Cependant, la contrefaçon artistique ne peut pas être simplement identifiée à la fraude commerciale car elle est avant tout un fait culturel qui elle découle toujours d'un contexte culturel précis et est produite pour satisfaire des besoins qui sont avant tout culturels. Comme le note Carlo Ludovico Ragghianti (Carlo Ludovico Ragghianti, Coscienza e conoscenza dell’individualità, Pisa 1961), critique et historien de l’art, le faux est plus complexe qu'on ne le pense généralement, car il découle d'une étude approfondie de l'artiste, ce qui rend très compliqué dans de nombreux cas de distinguer le « vrai » du « faux ».

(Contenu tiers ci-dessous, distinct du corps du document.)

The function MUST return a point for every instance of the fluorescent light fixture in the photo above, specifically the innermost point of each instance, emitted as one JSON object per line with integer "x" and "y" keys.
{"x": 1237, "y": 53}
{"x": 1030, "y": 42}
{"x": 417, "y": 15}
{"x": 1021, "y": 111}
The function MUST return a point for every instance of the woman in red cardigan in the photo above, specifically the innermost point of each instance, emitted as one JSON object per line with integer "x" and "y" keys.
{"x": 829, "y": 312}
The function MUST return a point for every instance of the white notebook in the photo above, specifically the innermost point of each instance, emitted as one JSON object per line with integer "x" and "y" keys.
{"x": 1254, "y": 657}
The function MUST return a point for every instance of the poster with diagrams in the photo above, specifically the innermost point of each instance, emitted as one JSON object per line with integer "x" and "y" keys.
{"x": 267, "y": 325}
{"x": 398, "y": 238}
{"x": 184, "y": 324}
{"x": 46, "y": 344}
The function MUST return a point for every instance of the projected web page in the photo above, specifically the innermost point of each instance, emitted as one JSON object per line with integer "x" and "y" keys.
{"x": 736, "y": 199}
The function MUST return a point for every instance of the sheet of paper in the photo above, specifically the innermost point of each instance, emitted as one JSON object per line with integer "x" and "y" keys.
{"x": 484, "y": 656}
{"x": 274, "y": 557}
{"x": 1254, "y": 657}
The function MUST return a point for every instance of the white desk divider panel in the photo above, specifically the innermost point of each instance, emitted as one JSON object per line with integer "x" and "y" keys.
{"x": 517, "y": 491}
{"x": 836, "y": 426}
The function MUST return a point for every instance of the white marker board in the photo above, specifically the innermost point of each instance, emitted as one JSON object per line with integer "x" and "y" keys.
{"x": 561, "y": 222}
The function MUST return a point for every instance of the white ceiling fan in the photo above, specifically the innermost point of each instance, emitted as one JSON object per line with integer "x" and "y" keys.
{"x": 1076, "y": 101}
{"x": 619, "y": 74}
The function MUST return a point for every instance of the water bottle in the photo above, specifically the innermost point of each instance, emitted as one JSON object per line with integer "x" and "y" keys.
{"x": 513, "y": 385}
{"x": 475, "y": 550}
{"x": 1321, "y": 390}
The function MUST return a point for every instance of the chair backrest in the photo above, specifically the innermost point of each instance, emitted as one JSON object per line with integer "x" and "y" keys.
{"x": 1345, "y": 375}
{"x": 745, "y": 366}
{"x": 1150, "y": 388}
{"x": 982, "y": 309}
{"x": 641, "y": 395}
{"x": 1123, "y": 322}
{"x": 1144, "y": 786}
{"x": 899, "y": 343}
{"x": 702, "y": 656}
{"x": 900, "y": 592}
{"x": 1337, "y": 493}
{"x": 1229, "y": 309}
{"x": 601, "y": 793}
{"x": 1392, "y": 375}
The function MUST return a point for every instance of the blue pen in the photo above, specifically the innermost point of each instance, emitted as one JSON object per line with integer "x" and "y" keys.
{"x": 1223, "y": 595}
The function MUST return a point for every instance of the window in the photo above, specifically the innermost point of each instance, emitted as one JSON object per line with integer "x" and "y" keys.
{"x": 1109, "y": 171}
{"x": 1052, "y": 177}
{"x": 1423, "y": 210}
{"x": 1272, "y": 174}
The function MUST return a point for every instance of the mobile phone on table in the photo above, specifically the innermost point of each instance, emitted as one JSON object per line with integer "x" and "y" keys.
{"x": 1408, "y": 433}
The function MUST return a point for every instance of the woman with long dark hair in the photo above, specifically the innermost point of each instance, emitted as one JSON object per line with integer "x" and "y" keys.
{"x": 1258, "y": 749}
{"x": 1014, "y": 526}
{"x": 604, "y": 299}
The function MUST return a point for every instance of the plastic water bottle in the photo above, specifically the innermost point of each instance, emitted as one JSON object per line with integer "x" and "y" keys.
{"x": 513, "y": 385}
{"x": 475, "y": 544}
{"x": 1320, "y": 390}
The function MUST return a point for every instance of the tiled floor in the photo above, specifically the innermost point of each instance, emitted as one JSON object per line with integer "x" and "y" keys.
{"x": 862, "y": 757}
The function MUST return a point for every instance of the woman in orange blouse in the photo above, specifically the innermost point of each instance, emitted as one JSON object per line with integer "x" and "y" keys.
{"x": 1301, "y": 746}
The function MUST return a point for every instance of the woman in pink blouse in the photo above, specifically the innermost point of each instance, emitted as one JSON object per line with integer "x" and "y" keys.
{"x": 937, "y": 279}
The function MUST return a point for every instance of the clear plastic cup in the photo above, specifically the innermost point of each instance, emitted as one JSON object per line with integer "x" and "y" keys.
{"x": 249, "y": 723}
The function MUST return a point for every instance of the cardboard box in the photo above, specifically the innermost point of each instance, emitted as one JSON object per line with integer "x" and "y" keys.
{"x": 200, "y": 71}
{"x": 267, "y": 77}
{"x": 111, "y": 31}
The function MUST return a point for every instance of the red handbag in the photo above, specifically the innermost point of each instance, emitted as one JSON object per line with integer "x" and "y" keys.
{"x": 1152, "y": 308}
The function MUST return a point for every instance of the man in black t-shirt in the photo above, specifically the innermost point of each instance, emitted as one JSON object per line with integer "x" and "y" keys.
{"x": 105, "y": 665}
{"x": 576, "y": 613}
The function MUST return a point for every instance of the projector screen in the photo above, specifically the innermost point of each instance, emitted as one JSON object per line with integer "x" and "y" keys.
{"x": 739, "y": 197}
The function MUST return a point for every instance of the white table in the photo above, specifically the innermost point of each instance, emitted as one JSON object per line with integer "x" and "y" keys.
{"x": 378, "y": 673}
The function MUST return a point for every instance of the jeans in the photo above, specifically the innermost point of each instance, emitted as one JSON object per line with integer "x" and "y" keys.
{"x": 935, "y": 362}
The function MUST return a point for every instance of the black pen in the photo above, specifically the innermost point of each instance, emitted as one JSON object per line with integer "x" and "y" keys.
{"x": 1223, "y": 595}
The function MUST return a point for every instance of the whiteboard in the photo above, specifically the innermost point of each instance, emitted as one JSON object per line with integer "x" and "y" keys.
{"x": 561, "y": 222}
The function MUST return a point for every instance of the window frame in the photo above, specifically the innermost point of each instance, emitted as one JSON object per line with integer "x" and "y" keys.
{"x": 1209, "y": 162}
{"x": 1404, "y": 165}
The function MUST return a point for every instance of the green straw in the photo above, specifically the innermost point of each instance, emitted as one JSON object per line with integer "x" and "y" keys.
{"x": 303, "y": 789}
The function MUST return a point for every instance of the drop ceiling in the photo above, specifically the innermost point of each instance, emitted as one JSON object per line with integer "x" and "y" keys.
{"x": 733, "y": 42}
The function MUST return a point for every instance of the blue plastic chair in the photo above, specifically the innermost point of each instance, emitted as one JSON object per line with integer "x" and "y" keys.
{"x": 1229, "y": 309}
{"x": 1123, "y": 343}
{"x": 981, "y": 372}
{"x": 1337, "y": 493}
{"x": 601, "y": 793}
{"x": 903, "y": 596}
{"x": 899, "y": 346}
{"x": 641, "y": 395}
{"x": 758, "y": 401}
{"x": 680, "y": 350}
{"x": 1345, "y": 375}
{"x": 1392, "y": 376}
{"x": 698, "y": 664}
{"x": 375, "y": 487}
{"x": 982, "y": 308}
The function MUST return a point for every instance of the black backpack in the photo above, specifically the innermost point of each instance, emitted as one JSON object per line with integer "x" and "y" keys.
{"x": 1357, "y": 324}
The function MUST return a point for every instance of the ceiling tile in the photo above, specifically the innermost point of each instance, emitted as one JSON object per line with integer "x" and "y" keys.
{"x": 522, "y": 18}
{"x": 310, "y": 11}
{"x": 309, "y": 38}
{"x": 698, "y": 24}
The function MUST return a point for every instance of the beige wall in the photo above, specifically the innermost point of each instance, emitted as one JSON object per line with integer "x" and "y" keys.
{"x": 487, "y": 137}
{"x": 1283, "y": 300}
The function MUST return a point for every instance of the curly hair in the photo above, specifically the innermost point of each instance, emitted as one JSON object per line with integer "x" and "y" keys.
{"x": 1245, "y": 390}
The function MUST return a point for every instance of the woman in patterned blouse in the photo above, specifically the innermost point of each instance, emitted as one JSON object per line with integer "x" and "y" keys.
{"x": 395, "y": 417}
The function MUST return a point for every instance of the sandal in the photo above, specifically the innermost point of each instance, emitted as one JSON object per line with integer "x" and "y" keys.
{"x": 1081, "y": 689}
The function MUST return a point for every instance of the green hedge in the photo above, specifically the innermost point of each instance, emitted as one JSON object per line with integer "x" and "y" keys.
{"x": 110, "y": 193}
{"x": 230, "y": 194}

Pour conclure on peut constater que l’expertise aurait pu demandée en amont par le musée Terrus. Dans le cas de cette omission, la faute retombe sur les différentes parties qui constituent la gestion du musée comme la ville ainsi que les associations qui s’occupent du musée Terrus.

Un manque de rigueur dans la gestion a impacté le musée, mais cela ne devrait en rien nuire à sa réputation envers le public. Car, comme le montre le Fälschermuseum, il est facile de se faire tromper mais il est intéressant de voir comment un musée arrive à faire des œuvres fausses une thématique clé de communication.